The Ontario Court of Appeal has ruled that an insurer is not required to provide a medical reason for terminating income replacement benefits (IRB).

In Varriano v. Allstate Insurance Company of Canada, 2023 ONCA 78, Nunzio Varriano sustained injuries in a motor vehicle accident in 2015. He applied for income replacement benefits (IRB) under the Statutory Accident Benefits Schedule (SABS) from his insurer Allstate Insurance Company of Canada.

Allstate initially paid the IRBs to Varriano. However, when Varriano returned to full-time work, Allstate sent a letter notifying him that his IRBs would stop. The insured disputed Allstate’s termination of his benefits before the License Appeal Tribunal (LAT).

Allstate argued that Varriano’s application was time-barred because he filed it for more than the 2-year limitation period from when Allstate sent the letter terminating his benefits.

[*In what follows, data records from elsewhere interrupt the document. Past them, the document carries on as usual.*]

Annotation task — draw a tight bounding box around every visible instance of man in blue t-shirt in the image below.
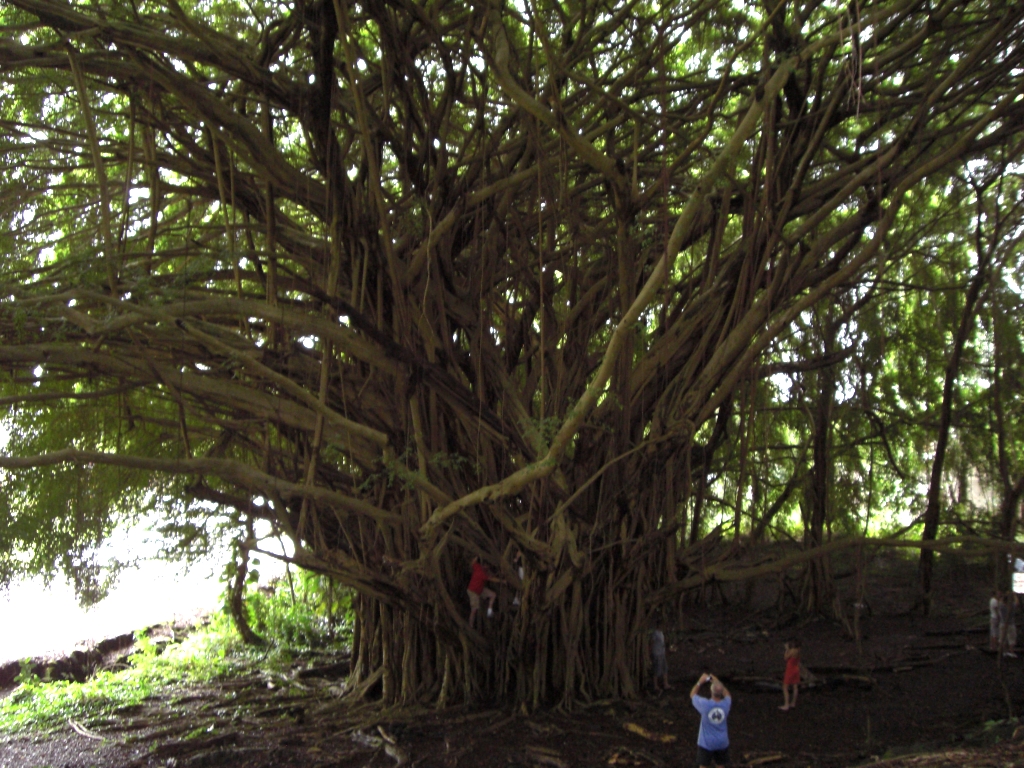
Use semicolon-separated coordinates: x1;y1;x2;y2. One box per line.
690;673;732;766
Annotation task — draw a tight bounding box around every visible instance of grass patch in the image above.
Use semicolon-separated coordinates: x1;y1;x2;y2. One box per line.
0;579;350;734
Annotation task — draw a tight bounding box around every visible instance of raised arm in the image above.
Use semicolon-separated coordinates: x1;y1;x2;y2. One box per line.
708;673;732;698
690;674;714;698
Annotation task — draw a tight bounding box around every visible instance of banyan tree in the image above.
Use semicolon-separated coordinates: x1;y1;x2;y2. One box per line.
0;0;1024;707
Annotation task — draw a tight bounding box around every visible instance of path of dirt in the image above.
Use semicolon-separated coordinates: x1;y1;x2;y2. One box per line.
0;552;1024;768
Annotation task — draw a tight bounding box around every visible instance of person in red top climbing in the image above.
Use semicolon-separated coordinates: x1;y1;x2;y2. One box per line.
778;638;800;712
466;557;498;629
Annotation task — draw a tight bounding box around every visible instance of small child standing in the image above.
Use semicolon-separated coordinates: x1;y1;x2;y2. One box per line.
778;638;800;712
650;623;672;693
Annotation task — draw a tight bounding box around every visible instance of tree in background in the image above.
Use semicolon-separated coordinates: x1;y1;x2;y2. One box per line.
0;0;1024;707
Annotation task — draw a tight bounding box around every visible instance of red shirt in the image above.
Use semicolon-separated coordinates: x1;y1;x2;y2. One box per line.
469;562;490;595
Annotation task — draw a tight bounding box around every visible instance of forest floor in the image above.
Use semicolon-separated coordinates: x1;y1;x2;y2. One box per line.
0;552;1024;768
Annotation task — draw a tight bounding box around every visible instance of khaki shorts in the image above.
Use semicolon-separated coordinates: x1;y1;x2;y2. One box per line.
466;587;496;608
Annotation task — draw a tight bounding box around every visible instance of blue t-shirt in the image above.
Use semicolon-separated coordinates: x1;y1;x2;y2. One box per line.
690;696;732;752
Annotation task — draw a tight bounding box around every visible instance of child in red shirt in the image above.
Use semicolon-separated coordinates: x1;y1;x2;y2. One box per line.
466;557;498;629
778;638;800;712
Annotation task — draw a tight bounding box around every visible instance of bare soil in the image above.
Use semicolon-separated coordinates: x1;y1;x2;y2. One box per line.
0;560;1024;768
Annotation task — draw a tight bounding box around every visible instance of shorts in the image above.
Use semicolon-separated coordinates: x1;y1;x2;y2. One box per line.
697;746;729;766
466;587;496;608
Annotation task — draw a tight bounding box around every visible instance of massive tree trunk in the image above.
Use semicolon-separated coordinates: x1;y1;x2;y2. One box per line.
0;0;1024;707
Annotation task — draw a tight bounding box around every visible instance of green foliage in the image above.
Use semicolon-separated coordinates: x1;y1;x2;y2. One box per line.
246;571;354;652
0;573;352;733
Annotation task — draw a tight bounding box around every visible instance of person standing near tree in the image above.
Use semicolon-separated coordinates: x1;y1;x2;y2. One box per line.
778;638;800;712
650;622;672;693
466;557;498;629
988;590;1002;651
690;672;732;766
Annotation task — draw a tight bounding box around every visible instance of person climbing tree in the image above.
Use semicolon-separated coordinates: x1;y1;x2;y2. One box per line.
466;557;498;629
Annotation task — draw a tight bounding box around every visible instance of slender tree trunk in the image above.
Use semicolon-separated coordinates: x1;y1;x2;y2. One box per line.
919;257;988;615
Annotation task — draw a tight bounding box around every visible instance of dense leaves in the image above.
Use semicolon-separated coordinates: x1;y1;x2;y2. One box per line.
0;0;1024;706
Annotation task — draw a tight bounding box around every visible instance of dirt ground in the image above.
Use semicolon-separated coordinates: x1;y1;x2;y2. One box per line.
0;560;1024;768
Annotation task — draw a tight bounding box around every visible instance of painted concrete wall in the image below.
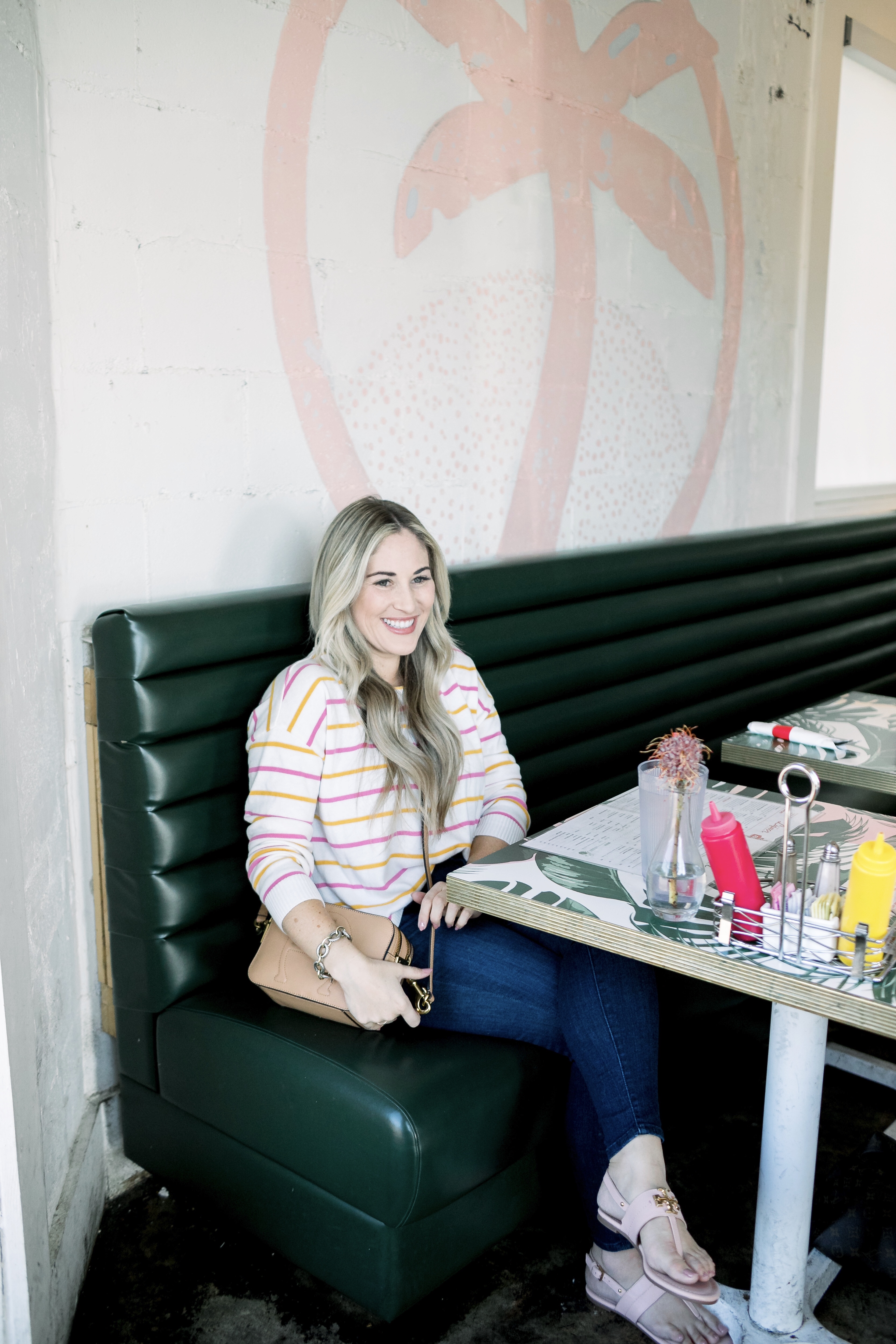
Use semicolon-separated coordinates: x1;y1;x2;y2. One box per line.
39;0;811;622
0;0;113;1344
0;0;822;1339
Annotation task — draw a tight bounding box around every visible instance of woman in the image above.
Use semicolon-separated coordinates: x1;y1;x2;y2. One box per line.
246;499;727;1344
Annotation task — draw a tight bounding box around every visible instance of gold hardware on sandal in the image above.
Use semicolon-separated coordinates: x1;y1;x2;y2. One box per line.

LAT ruled in favour of Allstate.

Varriano elevated the matter to the divisional court, which overturned the LAT’s decision, finding that Allstate’s letter failed to meet the legislative requirements under s. 37(4) of the SABS. The divisional court ruled that the law required Allstate to provide medical reasons in its benefits letter for the stoppage of Varriano’s benefits. Allstate then brought the case to the Ontario Court of Appeal.

Notice requirement

The appeal court explained that under the SABS, an insurer could terminate an insured’s benefits for specified reasons, including the fact that the insured has returned to their pre-accident employment duties. If it decides to terminate the insured’s benefits, the insurer must give notice to the insured containing the reasons for their decision. A 2-year limitation period commences upon issuance of a valid notice to the insured.

Medical reason is not required

The divisional court ruled that Allstate’s benefits letter was insufficient to trigger the limitation period because it did not specify Varriano’s medical condition or the specific provision of the SABS that the insurer relied upon to deny the benefits.

On appeal, the court ruled that an insurer is not always required to provide a medical reason when denying benefits under the SABS. The court applied the principles of statutory interpretation in understanding the notice required under s. 37(4) of the SABS. The court found that the insurer must determine the basis for disqualifying the insured from receiving benefits and communicate such cause to the insured. The court emphasized that the insurer could rely on medical or non-medical grounds or both.

The court said that if the insurer relies on medical and non-medical reasons to deny benefits, the insurer must advise the insured of both reasons. However, suppose the insurer depends on a non-medical ground, the SABS requires that the insurer provides notice of the cancellation of the benefits and provide the insured with the non-medical reason for that determination. The appeal court further said that the 2010 amendments to the SABS codified the requirement to provide a sufficient reason or reasons for the insurer’s decision.

The appeal court also noted that s. 37(4) of the SABS providing for the notice requirement is not an insurance coverage provision and does not in any way determine whether a person is entitled to coverage under the SABS. The only issue to be resolved was whether that notice provision had been complied with. The court said that a correct interpretation of s. 37(4) requires an interpretation that is in line with the purposes of the SABS—timely submission and resolution of claims and permitting the insured to decide whether to challenge the denial of benefits. Accordingly, the court found that Allstate’s notice complied with the SABS requirement.